Le 2,5 G$ de la Caisse dans Jebel Ali critiqué
Un expert est d’avis que l’institution « fuit le vrai débat »
« On joue sur les mots. C’est de l’enfumage », dénonce l’expert en paradis fiscaux Franck Jovanovic, qui voit mal comment la Caisse peut à la fois encourager « les meilleures pratiques fiscales » et investir 2,5 G$ US dans la zone franche de Jebel Ali.
Mercredi dernier, la Caisse de dépôt et placement du Québec a publié un rapport dans lequel elle réitère son « engagement pour encourager les meilleures pratiques fiscales au sein de ses entreprises en portefeuille, y compris le respect d’un taux minimal d’impôt de 15 % ».
Or, la Caisse a annoncé un investissement de 2,5 G$ US en 2022 pour acheter 22 % du port, de la zone franche de Jebel Ali et de son parc industriel, aux Émirats arabes unis (EAU), qui cherchent à attirer les investissements étrangers en offrant « 0 % d’impôt corporatif à payer durant 50 ans ».

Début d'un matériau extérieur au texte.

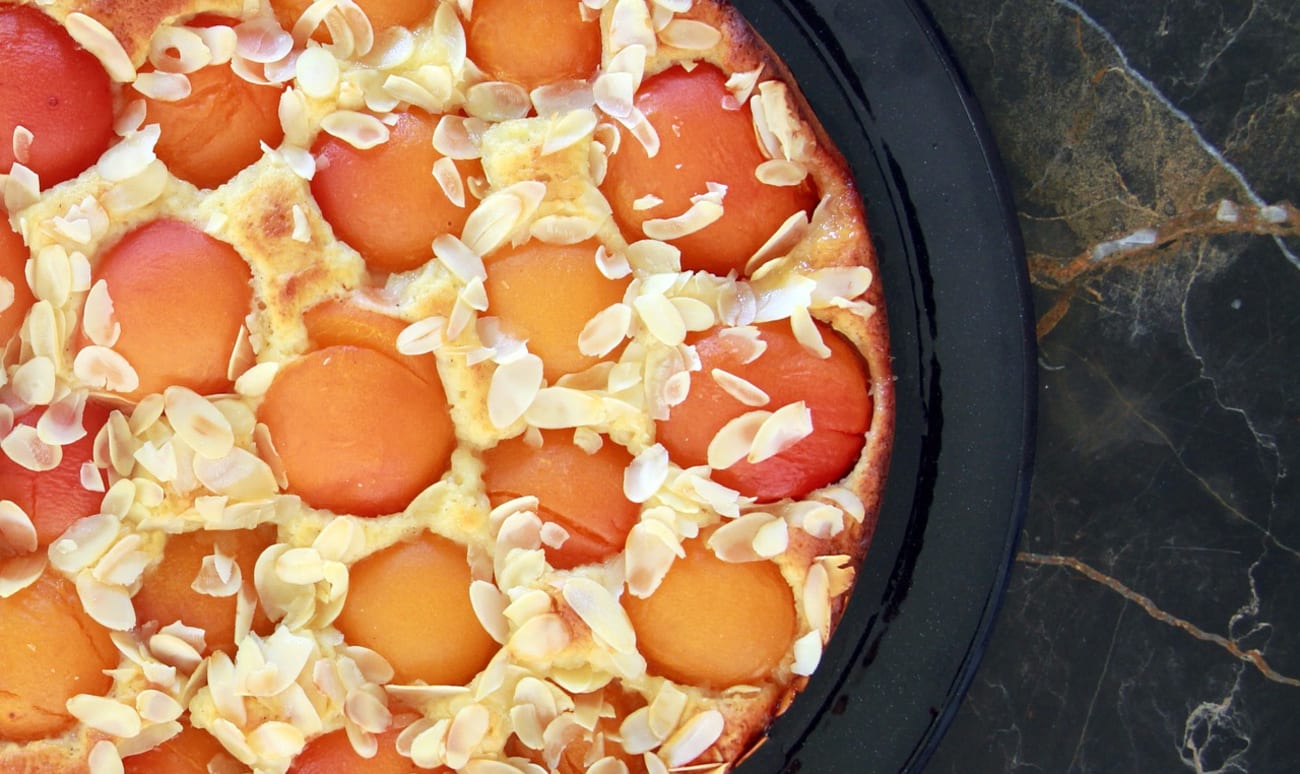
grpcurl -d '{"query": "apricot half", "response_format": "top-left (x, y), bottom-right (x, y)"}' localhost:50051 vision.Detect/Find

Interrogé par Le Journal l’an dernier, le PDG de la Caisse, Charles Emond, avait rétorqué qu’« une zone franche, ce n’est pas la même chose qu’un paradis fiscal ».
« C’EST DE L’ENFUMAGE »
Or, si des experts comme Julien Frédéric Martin, professeur au Département des sciences économiques à l’ESG-UQAM, sont plutôt d’accord avec la Caisse qu’une zone franche « n’est pas un conduit pour éviter l’impôt » et qu’« il y a l’équivalent de ces zones aux É.-U. et qu’elles ne sont pas considérées comme des paradis fiscaux », d’autres ne partagent pas cet avis.
C’est le cas de Franck Jovanovic, professeur à l’École des sciences de l’administration de la TÉLUQ et expert en paradis fiscaux, qui estime au contraire que la Caisse a tort ici. « On joue sur les mots. C’est de l’enfumage. On fuit le vrai débat. Une zone franche est une juridiction de complaisance dans laquelle passent les capitaux. On donne des avantages à des activités qui n’ont pas lieu là-bas », analyse-t-il.
« C’est une juridiction offshore. On offre des outils pour transformer les caractéristiques juridiques des flux financiers », ajoute l’auteur de Finance offshore et paradis fiscaux.
LA CAISSE SE DÉFEND
Hier, la Caisse s’est une fois de plus défendue en disant qu’il y a des zones franches dans plusieurs pays, dont le Canada, « pour favoriser les échanges commerciaux internationaux et le développement des industries liées à la logistique ».
Sa porte-parole Kate Monfette a indiqué que « la zone franche de Jebel Ali est un hub d’échanges commerciaux (import/export) ».